There’s another way publishers need to change their thinking around marketing, and that also will require some “adjustment” of author expectations. In the pre-digital age, the primary purpose of marketing for most titles was to help the sales force get the requisite number of copies in place at retail for a Big Bang on publication date. That meant that the largest and most persuasive possible plan needed to be thoroughly articulated before reps hit the stores, and that would be some months before the books would be available.

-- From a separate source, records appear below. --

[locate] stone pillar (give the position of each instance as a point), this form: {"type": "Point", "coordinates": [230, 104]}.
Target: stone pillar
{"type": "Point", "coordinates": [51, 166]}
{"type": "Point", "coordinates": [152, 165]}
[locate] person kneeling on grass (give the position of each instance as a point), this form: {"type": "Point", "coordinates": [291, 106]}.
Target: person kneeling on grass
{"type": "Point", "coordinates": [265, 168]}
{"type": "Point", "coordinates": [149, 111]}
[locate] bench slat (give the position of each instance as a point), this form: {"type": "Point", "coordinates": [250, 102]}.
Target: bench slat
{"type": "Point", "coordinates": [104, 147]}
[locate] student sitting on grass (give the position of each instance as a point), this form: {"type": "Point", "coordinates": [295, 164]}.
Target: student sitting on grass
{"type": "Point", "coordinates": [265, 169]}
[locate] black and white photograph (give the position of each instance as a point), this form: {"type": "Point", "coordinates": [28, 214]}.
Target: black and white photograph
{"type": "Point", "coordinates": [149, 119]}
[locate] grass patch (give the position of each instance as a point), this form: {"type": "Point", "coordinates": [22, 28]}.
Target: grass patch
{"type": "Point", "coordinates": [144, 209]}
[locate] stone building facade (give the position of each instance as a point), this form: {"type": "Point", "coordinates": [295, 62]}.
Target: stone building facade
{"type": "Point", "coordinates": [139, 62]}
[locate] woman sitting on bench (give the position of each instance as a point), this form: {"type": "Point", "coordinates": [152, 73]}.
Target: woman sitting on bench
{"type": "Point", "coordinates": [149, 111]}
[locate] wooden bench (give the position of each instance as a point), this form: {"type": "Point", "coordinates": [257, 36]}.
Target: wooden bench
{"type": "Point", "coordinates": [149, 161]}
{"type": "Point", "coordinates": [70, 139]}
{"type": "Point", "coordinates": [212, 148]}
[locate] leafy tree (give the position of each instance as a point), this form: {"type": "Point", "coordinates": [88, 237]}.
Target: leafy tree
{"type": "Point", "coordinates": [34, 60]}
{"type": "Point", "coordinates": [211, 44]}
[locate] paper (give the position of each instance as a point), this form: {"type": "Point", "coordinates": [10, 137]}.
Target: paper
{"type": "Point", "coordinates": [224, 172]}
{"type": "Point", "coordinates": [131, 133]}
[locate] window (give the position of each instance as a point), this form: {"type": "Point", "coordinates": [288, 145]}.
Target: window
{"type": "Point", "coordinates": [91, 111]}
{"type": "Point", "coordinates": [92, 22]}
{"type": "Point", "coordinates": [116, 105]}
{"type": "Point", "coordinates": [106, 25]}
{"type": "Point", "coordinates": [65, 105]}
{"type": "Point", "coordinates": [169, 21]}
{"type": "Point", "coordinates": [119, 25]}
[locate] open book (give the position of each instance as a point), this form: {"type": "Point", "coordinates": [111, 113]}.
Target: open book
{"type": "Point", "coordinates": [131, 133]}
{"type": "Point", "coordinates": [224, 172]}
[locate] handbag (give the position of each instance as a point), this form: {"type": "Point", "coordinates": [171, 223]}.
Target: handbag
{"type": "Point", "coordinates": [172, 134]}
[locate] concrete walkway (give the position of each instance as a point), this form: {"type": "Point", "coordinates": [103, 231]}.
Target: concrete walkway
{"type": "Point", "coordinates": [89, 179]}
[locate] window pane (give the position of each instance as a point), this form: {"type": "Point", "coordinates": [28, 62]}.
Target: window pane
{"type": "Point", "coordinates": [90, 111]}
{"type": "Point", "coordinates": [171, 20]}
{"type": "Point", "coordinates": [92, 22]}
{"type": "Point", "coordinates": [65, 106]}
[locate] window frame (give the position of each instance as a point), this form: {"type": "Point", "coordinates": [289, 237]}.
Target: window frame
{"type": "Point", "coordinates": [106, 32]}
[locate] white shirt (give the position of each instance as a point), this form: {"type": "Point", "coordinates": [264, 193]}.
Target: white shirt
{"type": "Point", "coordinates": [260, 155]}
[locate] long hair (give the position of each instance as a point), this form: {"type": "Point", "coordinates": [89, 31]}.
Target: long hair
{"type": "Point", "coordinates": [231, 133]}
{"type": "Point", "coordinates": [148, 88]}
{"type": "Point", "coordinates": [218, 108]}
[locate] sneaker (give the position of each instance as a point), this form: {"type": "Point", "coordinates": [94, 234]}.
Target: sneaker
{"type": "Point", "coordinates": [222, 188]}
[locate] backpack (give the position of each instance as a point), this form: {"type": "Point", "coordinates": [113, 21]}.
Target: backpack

That approach may still make the most sense to be persuasive to the creators and the channels, but it is not the right way to approach consumer marketing anymore. As Peter McCarthy, the champion digital marketer who is helping us organize our PLC/DBW Marketing Conference has explained to me, it can be a tough selling job to convince an agent that a sustained digital effort, course-corrected as it goes, will be as valuable in driving sales as a big ad in a recognized vehicle that costs several times as much would be. Is the publisher doing the right thing or just trying to save money? You can excuse an author or agent for considering that possibility.

And this raises another way publishing practice is going to have to change in the digital age. If marketing efforts become less about an initial burst of activity to get big inventory placements and “orbital velocity” right after publication date and more about systematically building on what is proven to work as the book lives in the marketplace, then budgeting is going to have to change even more dramatically than the suggestion I made to the client would require.

What is the right amount to spend on a book becomes clear only as you do the spending, read the results, and respond to them. Some things will work so well that they are essentially self-liquidating; they become marketing investments that rapidly pay for themselves. In those circumstances, whatever the budget says, you’d be unwise to terminate them as long as that remained the case. Similarly, you may discover things in marketing Title A, new this year, that tells you something that might work effectively for Titles J, T, and X, which were published in the near or distant past. J, T, and X don’t have marketing budgets in most of today’s publishing environments.

And digital marketing efforts often make the most sense when they support a range of titles. After all, since a big part of the cost is finding the “right” audience and how to reach them, once you’ve done that, you’d want to benefit across the range of an author’s output or across several topical titles that have the same audience. That’s not the way publishers have historically budgeted their marketing dollars.

In McCarthy’s view, marketing breaks into three big buckets: B2B, B2C known, and B2C unknown. In the paradigm of my Three Cs, creators and channels are B2B and the consumers are the known (a publisher’s own database of consumers, for example) and unknown (buying a Facebook ad). But, however you frame it, old thinking must yield to new; old distinctions between marketing and sales will be increasingly irrelevant; and budgeting for marketing needs to be completely rethought.

The modern marketing challenge returns us to what we consider the core themes of “scale” and “vertical” and reminds us, again, that marketing one title at a time according to the old-fashioned playbook is not a winning strategy in the future.